Genomic ribotype reads and one in situ plankton recording in the northern Atlantic observe smaller diatoms to be more abundant than larger ones (Barton et al., 2013; Malviya et al., 2016), a characteristic we also find in EcoGEnIE 1.1, although relative northern Atlantic abundance within the model (2 µm diatoms relative to the 20 µm diatoms) is 2 orders of magnitude greater than these recordings. However, studies such as these tend to be poorly constrained via instrumentation, as meshes cannot sample plankton <20 µm, potentially resulting in a significant part of the plankton community remaining unrecorded. This could explain at least partly why EcoGEnIE 1.1 produces seemingly unrealistic relative abundances. Sensitivity testing in the model suggests that the proportion of these size classes depends on the uptake rate for dSi, $V_{\mathrm{Sia}}^{\max }$ (Fig. 16). As $V_{\mathrm{Sia}}^{\max }$ increases, the ratio of carbon biomass attributed to 20 µm compared with 2 µm biomass decreases. This is intuitive: the allometric relationships within functional groups result in larger plankton becoming less competitive as their nutrient quotas and uptake rates increase metabolic demand. There is a notable absence of the 200 µm diatom class in the northern Atlantic, despite recordings by Barton et al. (2013), suggesting that EcoGEnIE 1.1 struggles to represent larger plankton.

The difficulties associated with assessing the ecological performance of EcoGEnIE 1.0 persist in EcoGEnIE 1.1; these are mostly linked to the nature of ecological community observations and recordings.
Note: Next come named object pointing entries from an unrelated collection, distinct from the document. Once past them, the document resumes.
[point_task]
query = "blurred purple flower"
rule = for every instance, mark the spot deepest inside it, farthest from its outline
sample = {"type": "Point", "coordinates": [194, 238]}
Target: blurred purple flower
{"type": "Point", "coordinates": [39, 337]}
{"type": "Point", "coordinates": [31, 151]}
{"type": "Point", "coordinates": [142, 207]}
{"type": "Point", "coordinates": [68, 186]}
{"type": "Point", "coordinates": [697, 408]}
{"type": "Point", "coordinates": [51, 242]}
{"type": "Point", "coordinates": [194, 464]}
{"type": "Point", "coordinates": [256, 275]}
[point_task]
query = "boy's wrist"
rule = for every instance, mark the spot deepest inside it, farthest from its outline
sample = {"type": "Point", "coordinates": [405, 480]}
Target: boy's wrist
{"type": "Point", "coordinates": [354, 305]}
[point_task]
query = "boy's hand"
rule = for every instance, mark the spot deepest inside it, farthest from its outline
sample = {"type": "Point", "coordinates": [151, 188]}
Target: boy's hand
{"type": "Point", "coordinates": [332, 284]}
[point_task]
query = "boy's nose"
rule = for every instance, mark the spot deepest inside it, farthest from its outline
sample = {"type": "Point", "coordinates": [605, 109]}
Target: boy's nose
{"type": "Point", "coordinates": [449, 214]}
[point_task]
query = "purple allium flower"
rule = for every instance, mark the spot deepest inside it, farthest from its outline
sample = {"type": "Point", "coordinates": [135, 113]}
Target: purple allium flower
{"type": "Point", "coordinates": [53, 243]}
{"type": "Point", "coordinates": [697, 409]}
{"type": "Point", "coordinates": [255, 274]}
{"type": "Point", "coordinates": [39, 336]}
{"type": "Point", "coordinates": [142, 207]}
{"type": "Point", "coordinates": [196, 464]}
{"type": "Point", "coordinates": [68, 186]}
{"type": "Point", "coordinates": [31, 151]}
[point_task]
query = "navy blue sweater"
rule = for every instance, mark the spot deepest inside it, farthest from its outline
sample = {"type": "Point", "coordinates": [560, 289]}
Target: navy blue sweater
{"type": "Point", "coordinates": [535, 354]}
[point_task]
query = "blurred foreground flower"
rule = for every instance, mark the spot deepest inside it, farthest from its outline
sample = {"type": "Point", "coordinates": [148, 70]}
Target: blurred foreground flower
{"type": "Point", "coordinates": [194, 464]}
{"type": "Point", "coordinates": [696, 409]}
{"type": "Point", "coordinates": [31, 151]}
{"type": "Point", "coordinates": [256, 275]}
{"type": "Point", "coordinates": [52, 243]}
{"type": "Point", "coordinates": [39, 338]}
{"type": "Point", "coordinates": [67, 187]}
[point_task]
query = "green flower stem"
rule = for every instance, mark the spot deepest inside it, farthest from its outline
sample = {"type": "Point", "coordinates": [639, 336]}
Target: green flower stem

For example, with plankton biomass restricted to the upper layer (80.8 m) of the GEnIE ocean circulation model grid, direct comparisons to data collected in situ can be somewhat difficult, with satellite estimates inferring concentrations from the surface itself. In situ measurements of diatom distribution tend to opt for ribotype reads of size classes along expedition transects (Malviya et al., 2016); consequently, we are restricted to inferences of regional patterns amongst classes, as opposed to direct comparisons of global population.

5.3 Conclusion

This paper builds on the EcoGEnIE 1.0 model of Ward et al. (2018), which developed a size-based formulation of plankton ecology and embedded this in an Earth system model of intermediate complexity. We expanded the model to include a diatom functional group and other phytoplankton functional groups and, hence, enable the marine silica cycle to be simulated. We not only tuned the model parameters for diatoms but also re-tuned the most critical physiological parameters in the ecosystem model framework, identifying a parameter configuration that performed best towards observations of biogeochemical tracers and ecological variables.

The EcoGEnIE 1.1 model successfully incorporated diatoms as a functional type, enabling dSi as a limiting resource. The competitive nature and success of diatoms is captured in the model, as they are a prevalent group within our configured community (∼20 % of total biomass). With this new extension, there is a potential for further study regarding the ecological success of diatoms during future and past climatological perturbation and their role in the biological pump. For example, with these additions, this model could be utilised to explore the Cenozoic evolution of diatoms and their ongoing influence over the silicon cycle, long-term silica cycling (e.g. residence times), and their associated proxies (Conley et al., 2017; Tréguer et al., 2021). This study also acts as an example of the adaptability of the EcoGEnIE model, encouraging those looking to incorporate additional functional groups into the framework.